La buona sanità a Vibo Valentia fa notizia ma questa non è sempre una buona notizia
Nel giro di pochi giorni abbiamo pubblicato due lettere piene di gratitudine per i medici e gli operatori sanitari dello Jazzolino, ospedale che non dovrebbe neppure più esistere. Ma quando la normalità diventa straordinarietà qualcosa si è già rotto
La buona sanità ci sorprende, ci spiazza, ci lascia perplessi. E diventa notizia. Come le due lettere che grondano gratitudine inviate a Il Vibonese nel giro di una settimana, due lettere che raccontano tutto il bene possibile dell’ospedale più bistrattato della Calabria, forse d’Italia: lo Jazzolino di Vibo Valentia. Non dovrebbe nemmeno più esistere da un pezzo, lo Jazzolino. Al suo posto ci dovrebbe essere un nuovo ospedale, promesso 20 anni fa con la mano sul cuore e sulla scheda elettorale, con tanto di prima pietra piantata nella nuda terra alla presenza delle “massime autorità civili, militari e religiose”, come recita la retorica di circostanza. Ma nel 2024 quasi 2025 ancora stanno gettando le fondamenta e non si sa quando sarà pronto.
Intanto, il vecchio, vecchissimo ospedale di Vibo resiste perché non ci sono alternative. Medici e infermieri costretti ogni giorno a fronteggiare il malcontento degli utenti che spesso sfocia nella violenza non solo verbale.
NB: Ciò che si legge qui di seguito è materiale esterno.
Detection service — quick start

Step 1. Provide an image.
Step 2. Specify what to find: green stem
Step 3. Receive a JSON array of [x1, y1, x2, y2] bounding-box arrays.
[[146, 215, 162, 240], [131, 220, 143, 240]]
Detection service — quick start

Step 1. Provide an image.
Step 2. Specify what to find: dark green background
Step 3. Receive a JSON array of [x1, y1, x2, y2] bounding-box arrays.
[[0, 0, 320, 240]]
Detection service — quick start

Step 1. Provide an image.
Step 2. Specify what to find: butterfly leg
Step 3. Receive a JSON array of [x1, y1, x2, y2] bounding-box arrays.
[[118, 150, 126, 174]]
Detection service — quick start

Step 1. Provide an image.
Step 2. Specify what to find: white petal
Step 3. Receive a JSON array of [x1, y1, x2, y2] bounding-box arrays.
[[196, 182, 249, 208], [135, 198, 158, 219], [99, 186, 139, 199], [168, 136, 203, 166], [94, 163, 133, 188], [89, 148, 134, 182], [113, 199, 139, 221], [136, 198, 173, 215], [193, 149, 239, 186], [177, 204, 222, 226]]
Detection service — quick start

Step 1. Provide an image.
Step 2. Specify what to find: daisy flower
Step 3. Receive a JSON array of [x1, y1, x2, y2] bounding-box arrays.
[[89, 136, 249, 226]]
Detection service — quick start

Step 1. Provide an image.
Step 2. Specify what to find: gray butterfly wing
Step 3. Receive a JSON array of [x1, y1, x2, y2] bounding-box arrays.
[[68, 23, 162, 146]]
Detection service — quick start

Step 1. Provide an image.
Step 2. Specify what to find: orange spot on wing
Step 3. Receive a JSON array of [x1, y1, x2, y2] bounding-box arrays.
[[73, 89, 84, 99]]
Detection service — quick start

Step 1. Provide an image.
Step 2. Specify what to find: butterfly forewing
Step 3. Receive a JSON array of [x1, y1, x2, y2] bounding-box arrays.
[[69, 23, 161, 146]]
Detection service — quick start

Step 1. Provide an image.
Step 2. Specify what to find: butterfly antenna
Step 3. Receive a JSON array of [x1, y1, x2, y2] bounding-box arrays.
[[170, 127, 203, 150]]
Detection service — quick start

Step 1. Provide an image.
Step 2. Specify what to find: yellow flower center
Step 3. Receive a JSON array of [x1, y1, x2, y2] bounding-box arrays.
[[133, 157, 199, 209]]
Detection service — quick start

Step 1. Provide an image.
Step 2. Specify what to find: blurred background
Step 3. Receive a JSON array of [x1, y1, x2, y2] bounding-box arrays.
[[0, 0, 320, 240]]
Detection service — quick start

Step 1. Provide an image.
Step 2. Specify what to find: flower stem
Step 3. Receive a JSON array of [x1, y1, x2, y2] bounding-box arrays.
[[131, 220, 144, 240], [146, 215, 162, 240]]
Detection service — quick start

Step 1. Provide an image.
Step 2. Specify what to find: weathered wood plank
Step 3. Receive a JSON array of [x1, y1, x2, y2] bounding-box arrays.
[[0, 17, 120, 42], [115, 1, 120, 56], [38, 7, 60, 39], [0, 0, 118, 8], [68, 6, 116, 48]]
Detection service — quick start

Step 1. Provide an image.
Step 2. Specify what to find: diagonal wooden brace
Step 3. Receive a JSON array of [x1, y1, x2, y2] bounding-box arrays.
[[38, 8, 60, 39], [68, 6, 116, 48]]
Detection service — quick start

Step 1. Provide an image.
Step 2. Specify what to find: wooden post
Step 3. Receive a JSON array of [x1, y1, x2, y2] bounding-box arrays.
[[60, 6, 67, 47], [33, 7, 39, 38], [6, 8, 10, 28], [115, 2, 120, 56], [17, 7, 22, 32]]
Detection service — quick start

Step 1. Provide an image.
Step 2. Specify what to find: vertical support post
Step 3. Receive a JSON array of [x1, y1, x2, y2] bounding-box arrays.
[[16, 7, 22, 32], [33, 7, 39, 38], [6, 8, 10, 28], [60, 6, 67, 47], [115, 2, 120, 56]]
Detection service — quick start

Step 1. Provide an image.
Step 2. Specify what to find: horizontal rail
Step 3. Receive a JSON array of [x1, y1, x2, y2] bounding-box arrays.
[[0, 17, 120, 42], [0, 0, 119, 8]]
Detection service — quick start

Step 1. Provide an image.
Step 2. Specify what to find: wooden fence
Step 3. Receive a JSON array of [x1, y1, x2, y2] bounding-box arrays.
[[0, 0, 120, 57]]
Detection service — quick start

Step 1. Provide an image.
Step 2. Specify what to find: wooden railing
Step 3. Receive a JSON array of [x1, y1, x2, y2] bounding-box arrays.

Le aggressioni non si contano più, il pronto soccorso scoppia e il disagio deflagra anche tra gli operatori, come testimoniano le tensioni che recentemente hanno spinto una veterana del servizio d’emergenza come la dottoressa Marianna Rodolico a dire basta, me ne vado. Ma lo Jazzolino non ha alternative alla resilienza. Non è un negozio che può fallire e abbassare le saracinesche, non è un partito politico che può cambiare nome e inventarsi una verginità probabilmente persa da tempo nel peggiore dei modi. È un ospedale, l’unico “vero” ospedale della provincia vibonese, un territorio che conta 150mila abitanti. Pochi rispetto ai parametri nazionali, ma abbastanza per non essere ignorati e ridotti a fantasmi.
Così, quando in questa trincea scavata nella rassegnazione le persone vengono salvate, curate e accudite, la loro storia diventa notizia. Ne abbiamo dato conto in due articoli, uno oggi e l’altro qualche giorno fa, il 5 settembre scorso. A contattarci sono stati familiari grati, commossi dalla qualità dell’assistenza ricevuta. E già questo rende l’idea. Perché se senti il bisogno di ringraziare pubblicamente chi ha semplicemente fatto il proprio dovere, qualcosa nella normalità già si è rotta. Ma è giusto così. È giusto rilanciare quelle che in realtà sono non-notizie, perché la notizia vera è la nostra meraviglia, il nostro sconcerto di fronte alla possibilità che anche qui, anche a Vibo, talvolta qualcosa va per il verso giusto.
Lo Jazzolino non ha abbastanza medici, non ha posti letto e macchinari in numero sufficiente alle esigenze dell’utenza che deve servire. Ma ha uomini e donne che danno il massimo ogni giorno. Accanto a loro, però, c’è anche chi, a cominciare dalla peggiore politica, di quest’ospedale di frontiera nel corso dei decenni ha fatto carne di porco, del quale, si sa, non si butta nulla. I processi in corso vedono alla sbarra dirigenti accusati di essere al soldo della ‘ndrangheta, parlano di infiltrazioni mafiose che ora pendono come una spada di Damocle sull’Azienda sanitaria provinciale che, con tutta probabilità, verrà sciolta una volta che il ministero dell’Interno avrà tirato le somme del lavoro svolto dalla commissione d’accesso.
Intanto, però, ci sono pazienti da curare, centinaia di emergenze da affrontare ogni giorno, una quotidianità da fronteggiare con il coltello tra i denti e le maniche arrotolate. E fuori, sotto la statua di Santo Pio che presidia l’ingresso del nosocomio con la mano di bronzo a benedire chi suo malgrado si avvicina, ogni mese, da 18 mesi a questa parte, c’è un presidio di protesta organizzato da Città attiva, osservatorio civico che denuncia con mirabile ostinazione le condizioni fatiscenti della sanità vibonese. Perché comunque una rondine, o due, non fanno primavera.